American chemist Melvin Calvin (1911-1997) did research that yielded important discoveries over broad areas of physical and biological chemistry, from metal-organic chemistry to the chemical origin of life.

Calvin Unforgettable And Respected Life

Melvin Calvin was born in St. Paul, Minnesota, on April 8, 1911, to Russian immigrant parents. He received his Ph.D. in chemical engineering from the University of Minnesota in 1935. His doctoral thesis concerned the electron affinity of iodine and bromide. A Rockefeller fellowship allowed Calvin the opportunity to do postdoctoral study at the University of Manchester, England, after which he joined the chemistry department of the University of California, Berkeley, in 1937, working as an instructor in chemistry before becoming a professor in 1947. 

Organic Chemical Systems

At Berkeley, Calvin became interested in the structure and behavior of organic molecules, an interest that had been inspired by research on the catalytic reactions of the organic molecules involved in photosynthesis that he had undertaken while in England. He pursued his own studies in addition to his teaching duties, but was interrupted from both upon the United States entry into World War II. During the war, although he continued to teach, Calvin gave up his research to work for the National Defense Research Council and, later, as part of the Manhattan project charged with developing the atomic bomb, where he developed a process for procuring pure oxygen from the atmosphere that has since had significant peace-time applications for medical patients with breathing problems.

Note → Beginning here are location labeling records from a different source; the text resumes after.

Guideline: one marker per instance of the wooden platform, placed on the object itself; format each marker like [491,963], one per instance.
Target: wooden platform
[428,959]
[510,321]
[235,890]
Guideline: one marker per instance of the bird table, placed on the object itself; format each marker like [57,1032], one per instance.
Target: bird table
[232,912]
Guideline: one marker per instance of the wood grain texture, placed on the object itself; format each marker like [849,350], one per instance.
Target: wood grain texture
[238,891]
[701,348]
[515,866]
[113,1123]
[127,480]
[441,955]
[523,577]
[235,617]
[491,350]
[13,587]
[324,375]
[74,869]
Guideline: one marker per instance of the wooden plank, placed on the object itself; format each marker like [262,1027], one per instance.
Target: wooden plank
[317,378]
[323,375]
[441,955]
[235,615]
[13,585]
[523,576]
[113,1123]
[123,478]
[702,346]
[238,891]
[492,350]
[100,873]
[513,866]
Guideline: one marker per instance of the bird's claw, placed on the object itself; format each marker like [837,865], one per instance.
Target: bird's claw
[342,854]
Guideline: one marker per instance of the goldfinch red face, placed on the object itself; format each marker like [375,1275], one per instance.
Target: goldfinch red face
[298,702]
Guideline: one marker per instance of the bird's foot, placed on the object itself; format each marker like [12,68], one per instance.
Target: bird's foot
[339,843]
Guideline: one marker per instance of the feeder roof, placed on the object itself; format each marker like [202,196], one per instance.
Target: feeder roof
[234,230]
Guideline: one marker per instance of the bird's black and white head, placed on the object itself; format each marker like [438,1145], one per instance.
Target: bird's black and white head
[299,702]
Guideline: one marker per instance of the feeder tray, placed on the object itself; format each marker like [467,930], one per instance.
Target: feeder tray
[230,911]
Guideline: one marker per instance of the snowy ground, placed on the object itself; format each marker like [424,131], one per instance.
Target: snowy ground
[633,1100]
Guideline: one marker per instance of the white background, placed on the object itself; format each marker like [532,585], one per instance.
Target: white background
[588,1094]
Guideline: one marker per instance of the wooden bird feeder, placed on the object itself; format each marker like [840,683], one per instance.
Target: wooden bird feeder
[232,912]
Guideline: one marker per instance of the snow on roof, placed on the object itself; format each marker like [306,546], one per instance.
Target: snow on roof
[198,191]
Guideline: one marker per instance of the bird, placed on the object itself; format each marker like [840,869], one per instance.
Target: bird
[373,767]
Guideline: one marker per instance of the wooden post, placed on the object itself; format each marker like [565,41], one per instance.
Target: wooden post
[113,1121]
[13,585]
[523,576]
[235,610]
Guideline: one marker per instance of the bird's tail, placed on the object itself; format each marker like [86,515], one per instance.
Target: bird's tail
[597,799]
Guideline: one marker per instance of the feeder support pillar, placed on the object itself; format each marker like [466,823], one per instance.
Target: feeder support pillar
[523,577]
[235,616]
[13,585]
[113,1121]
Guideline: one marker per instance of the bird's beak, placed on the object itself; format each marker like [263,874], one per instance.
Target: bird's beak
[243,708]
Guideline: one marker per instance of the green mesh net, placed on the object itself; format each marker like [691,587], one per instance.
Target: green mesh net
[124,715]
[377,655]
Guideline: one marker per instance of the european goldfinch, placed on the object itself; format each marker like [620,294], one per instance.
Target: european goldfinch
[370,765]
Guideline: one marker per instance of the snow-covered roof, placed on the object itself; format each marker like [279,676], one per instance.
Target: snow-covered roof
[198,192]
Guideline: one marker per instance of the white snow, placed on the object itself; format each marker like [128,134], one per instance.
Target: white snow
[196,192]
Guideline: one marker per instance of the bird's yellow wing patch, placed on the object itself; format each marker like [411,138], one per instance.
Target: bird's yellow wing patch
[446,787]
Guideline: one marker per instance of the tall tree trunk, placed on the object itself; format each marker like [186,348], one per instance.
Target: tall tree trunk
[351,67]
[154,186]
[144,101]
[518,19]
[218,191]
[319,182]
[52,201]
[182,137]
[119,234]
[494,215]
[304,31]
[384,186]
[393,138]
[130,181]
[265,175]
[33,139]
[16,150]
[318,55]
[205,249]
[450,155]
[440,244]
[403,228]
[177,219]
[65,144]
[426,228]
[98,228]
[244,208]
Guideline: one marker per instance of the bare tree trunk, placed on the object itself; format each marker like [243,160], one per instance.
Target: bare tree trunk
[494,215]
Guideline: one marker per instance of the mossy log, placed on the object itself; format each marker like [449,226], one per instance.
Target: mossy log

The Procces of Photosynthesis Leading to the Calvin Cycle

Working with his University of California associates, Calvin used the radioactive isotope carbon-14--which had become available to scientists in 1945--as a tracer for investigations of complex organic chemical systems. They described these tracer techniques in Isotopic Carbon (1949). In Calvin's research, chorella, a green algae, was suspended in water and then exposed to light. Then carbon dioxide consisting of carbon-14 was added. When the algae went through its life processes, producing carbohydrates from the carbon dioxide, water, and minerals, the presence of carbon-14 could be traced using a new research tool, paper chromatography. The series of compounds containing the radioactive carbon at different stages of photosynthesis were thus identified, and the biochemical mechanism of photosynthesis was mapped. These discoveries were described in The Path of Carbon in Photosynthesis (1957) and The Photosynthesis of Carbon Compounds (1962). Calvin's proposal that plants change light energy to chemical energy by transferring an electron in an organized array of pigment molecules and other substances was substantiated by research in his laboratory and elsewhere. Which later this discovery was known as the calvin cycle in the memory of Melvin Calvin.

The End of the Beloved and Cerished Life of Melvin Calvin

After retiring from the University of California, Calvin continued to be honored from his scientific peers, receving many medals for his accomplishments the he achived during his chemist years as well as the American Chemical Society's Priestlly Medal in 1978 and that organization's Oesper Prizes in 1981. He departed from this life of grace and achivements at the age of 85 on January 1, 1997, in Berkeley, California.